The fascination with Khun chang khun phaen goes back some time. When we were writing Thailand: Economy and Politics in the early 1990s, I had just read E.P. Thompson’s Customs in Common and I wanted to use some literary sources. I found out about KCKP, and we used it in a small way in the prologue. Some time around then I read William Gedney’s enthusiastic comments on the poem. Then I decided to translate Nidhi’s Pen and Sail, which uses KCKP a lot. We tried to get literature specialists, both Thai and Farang, to help translate the literary extracts in Pen and Sail, but nobody would cooperate. Eventually, Pasuk and I did them ourselves. As a result, I got more interested in KCKP, and also realized that I could probably handle old poetic Thai with a bit of effort.

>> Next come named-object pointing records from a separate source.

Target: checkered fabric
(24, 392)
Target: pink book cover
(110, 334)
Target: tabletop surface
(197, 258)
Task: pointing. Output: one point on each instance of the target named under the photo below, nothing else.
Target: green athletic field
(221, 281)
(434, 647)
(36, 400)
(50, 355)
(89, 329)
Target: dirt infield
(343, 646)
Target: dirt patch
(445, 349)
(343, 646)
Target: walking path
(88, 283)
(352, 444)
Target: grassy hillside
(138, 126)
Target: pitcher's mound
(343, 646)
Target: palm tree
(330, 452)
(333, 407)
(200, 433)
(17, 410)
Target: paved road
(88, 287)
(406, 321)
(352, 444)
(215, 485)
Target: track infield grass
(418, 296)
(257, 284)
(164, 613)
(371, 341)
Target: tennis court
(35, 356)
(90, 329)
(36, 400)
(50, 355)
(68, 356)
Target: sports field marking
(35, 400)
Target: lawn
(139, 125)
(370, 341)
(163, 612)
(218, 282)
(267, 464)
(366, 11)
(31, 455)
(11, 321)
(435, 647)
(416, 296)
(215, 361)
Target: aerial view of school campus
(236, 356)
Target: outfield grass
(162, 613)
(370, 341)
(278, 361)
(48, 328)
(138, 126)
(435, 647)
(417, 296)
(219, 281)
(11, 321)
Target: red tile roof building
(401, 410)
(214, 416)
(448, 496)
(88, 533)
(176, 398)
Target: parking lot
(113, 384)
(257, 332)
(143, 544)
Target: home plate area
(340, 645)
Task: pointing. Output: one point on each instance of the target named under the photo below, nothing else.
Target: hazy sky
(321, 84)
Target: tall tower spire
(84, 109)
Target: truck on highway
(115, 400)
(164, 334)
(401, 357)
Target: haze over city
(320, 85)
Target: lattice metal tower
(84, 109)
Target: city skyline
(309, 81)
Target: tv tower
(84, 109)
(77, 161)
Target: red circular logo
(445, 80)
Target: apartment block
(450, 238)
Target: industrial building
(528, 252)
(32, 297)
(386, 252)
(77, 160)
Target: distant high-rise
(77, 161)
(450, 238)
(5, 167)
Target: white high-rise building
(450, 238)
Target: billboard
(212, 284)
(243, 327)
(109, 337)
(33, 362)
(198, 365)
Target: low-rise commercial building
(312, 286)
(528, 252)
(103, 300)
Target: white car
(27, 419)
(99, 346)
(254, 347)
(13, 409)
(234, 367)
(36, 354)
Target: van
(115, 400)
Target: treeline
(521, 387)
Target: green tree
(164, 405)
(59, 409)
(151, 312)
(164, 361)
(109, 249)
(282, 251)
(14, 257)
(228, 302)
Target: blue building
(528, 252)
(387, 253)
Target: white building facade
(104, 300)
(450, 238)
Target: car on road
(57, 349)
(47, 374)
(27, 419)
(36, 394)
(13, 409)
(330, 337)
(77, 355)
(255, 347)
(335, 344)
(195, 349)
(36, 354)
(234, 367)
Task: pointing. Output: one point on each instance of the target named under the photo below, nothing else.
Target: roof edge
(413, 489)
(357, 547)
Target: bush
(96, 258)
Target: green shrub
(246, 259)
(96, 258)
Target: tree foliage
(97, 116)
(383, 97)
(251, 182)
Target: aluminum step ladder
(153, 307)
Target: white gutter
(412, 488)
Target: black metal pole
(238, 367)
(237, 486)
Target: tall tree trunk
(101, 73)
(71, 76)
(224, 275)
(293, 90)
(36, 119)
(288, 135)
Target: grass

Why translate KCKP? There’s not one major piece of old Thai literature in translation. Much of the canon is adapted from elsewhere (from Java, India, China), but KCKP is a local original. Lots of old Thai works consists of fantastic tales about gods and kings, while the core of KCKP is a wrenching tragedy probably based on a true story. It’s also a wonderful social panorama. Gedney wrote, with a bit of exaggeration, ‘If all other information on traditional Thai culture were to be lost, the whole complex could be reconstructed from this marvelous text.’ Most of all, it’s just a great story, and deserves a wider hearing.
It’s also fascinating on gender grounds. It has been lambasted by feminists. One of our good friends wrote Thailand’s first feminist tract 35 years ago as a blast against KCKP. Some friends are seriously perplexed why we should want to translate it. But you can also read the text as a serious and sympathetic study of women in a male-oriented society. The female lead, Wanthong, is by far the most complex character and has all the best lines.
When we started, I could not read it at all. Pasuk translated word for word; I transcribed; and then I reconstructed as English prose. But by a third of the way through, I could do it solo—with a lot of bloopers. I’ve since been back and read the whole original at least twice.
At the beginning, there were many things we could not understand—words whose meaning has been lost, concepts and metaphors that belong to a culture now in the past. Astrology, supernaturalism, food, dress, weaponry, architecture, etc. We have had to consult lots of people and lots of book. In rendering to English, the main difficulties have been over curses and endearments. เนื้อเย็น works wonderfully in Thai as a compliment to an intimate partner, but how do you capture both the idea and the gentle sound in English? Also, the original poem is in a wonderful, headlong meter which is impossible to replicate. We are rendering it into prose, but we are conscious that it began in oral tradition and we are trying to make it read aloud well. The sea at Hua Hin has heard a lot of it.
We plan to publish it late next year (2010). I’m not sure there’s another old literary work I’m interested in translating but I’m open to suggestion. Lilit phra lo is wonderful, but Robert Bickner’s translation is rumored to appear real soon now. What else? I’d like to do some more work on the old KCKP manuscripts. I’m thinking of translating some late Ayutthaya historical documents. I also have a draft of a book on Ayutthaya written almost a decade ago which I really should finish.